Objective #7 - Solve the Sleigh's CAN-D-BUS Problem
Objective
Jack Frost is somehow inserting malicious messages onto the sleigh's CAN-D bus. We need you to exclude the malicious messages and no others to fix the sleigh. Visit the NetWars room on the roof and talk to Wunorse Openslae for hints.
Analysis
Santa’s sleigh is not running smoothly. You have access to a diagnostics terminal that allows you to monitor messages on the CAN-D bus, and some controls that allow you to start and stop the engine and inject some inputs into the system like steering and braking.
Tip
Not sure what a CAN bus is? Watch Chris Elgee's CAN Bus Can-Can talk to learn everything you need to know.
Solution
Step 1: There are initially many zero value events appearing in the terminal display. Add some filters so you can focus on more important output.
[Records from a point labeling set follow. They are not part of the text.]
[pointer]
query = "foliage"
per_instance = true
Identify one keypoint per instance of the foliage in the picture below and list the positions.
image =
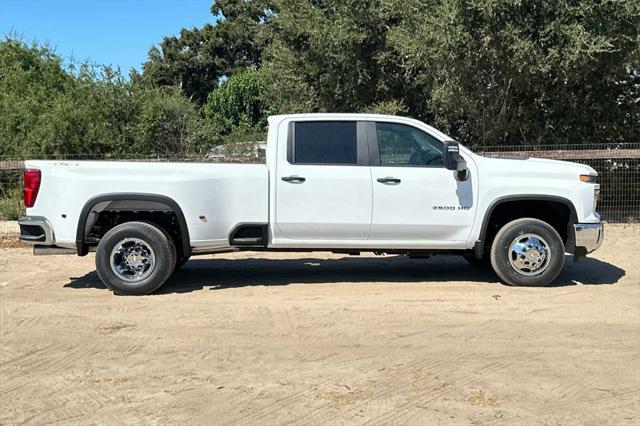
(48, 110)
(486, 71)
(197, 59)
(237, 104)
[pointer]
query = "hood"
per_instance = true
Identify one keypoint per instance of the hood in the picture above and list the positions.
(538, 165)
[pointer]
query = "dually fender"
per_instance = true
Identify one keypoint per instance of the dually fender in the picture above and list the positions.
(81, 245)
(533, 197)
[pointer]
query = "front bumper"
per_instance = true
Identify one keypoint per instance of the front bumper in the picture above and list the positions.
(36, 230)
(588, 237)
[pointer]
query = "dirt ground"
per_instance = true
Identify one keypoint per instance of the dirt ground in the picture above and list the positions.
(261, 339)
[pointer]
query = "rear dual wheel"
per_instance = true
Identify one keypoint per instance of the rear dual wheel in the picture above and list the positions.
(135, 258)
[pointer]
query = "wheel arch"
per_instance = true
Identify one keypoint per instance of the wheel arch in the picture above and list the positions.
(495, 204)
(136, 202)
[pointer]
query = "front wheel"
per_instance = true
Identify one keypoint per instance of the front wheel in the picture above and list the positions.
(527, 252)
(135, 258)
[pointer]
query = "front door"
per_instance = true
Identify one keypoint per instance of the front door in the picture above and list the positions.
(415, 199)
(323, 191)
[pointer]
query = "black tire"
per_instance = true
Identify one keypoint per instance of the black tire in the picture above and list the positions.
(147, 236)
(502, 255)
(474, 261)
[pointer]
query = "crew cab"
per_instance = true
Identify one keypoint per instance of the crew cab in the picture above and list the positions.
(346, 183)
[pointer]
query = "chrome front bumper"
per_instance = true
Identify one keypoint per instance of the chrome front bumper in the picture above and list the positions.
(588, 237)
(36, 230)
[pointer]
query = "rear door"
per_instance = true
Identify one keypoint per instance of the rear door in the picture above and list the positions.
(323, 187)
(415, 199)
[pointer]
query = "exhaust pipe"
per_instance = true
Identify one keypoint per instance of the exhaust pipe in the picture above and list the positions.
(50, 250)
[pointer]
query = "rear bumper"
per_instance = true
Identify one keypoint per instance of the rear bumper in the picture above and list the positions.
(36, 230)
(588, 237)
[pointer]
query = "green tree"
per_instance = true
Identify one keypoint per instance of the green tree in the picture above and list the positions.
(237, 103)
(47, 109)
(197, 59)
(486, 72)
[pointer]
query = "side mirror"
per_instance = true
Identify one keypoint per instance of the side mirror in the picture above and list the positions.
(454, 161)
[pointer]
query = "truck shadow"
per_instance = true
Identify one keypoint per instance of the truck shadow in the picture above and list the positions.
(219, 274)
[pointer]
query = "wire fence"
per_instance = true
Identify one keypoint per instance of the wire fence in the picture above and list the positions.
(618, 166)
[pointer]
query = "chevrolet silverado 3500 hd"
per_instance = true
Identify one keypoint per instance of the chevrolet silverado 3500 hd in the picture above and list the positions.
(336, 182)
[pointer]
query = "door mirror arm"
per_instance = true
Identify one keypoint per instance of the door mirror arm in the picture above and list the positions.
(453, 160)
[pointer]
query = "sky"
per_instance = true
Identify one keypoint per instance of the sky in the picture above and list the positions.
(109, 32)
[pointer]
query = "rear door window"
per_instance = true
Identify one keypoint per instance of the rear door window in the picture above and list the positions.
(325, 142)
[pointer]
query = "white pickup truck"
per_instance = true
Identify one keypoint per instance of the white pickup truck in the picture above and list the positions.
(346, 183)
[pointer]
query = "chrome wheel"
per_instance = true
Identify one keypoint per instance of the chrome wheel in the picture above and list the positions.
(529, 254)
(132, 259)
| ID | Operator | Criterion |
|---|---|---|
| 244 | Equals | 000000000000 |
| 080 | Equals | 000000000000 |
| 019 | Equals | 000000000000 |
| 188 | Equals | 000000000000 |
Step 2: With all the zero value events are filtered, start applying some inputs to determine what sort of messages they generate.
| Function | ID | Values |
|---|---|---|
| Lock | 19B | 000000000000 |
| Unlock | 19B | 000000F00000 |
| Steer | 019 | FFFF## for left and 0000## for right |
| Brake | 080 | 000000 to 000064 |
| Engine RPM | 244 | Hex value matches decimal tachometer reading |
Step 3: Knowing what is normal for the sleigh, you can pick out the abnormal events like the “0000000F2057” message that randomly appears under the lock/unlock ID, and the intermittent brake messages that begin with FFFF. Add filters for these.
| ID | Operator | Criterion |
|---|---|---|
| 119B | Equals | 0000000F2057 |
| 080 | Contains | FFFF |
Step 4: Remove the zero value filters and start the engine.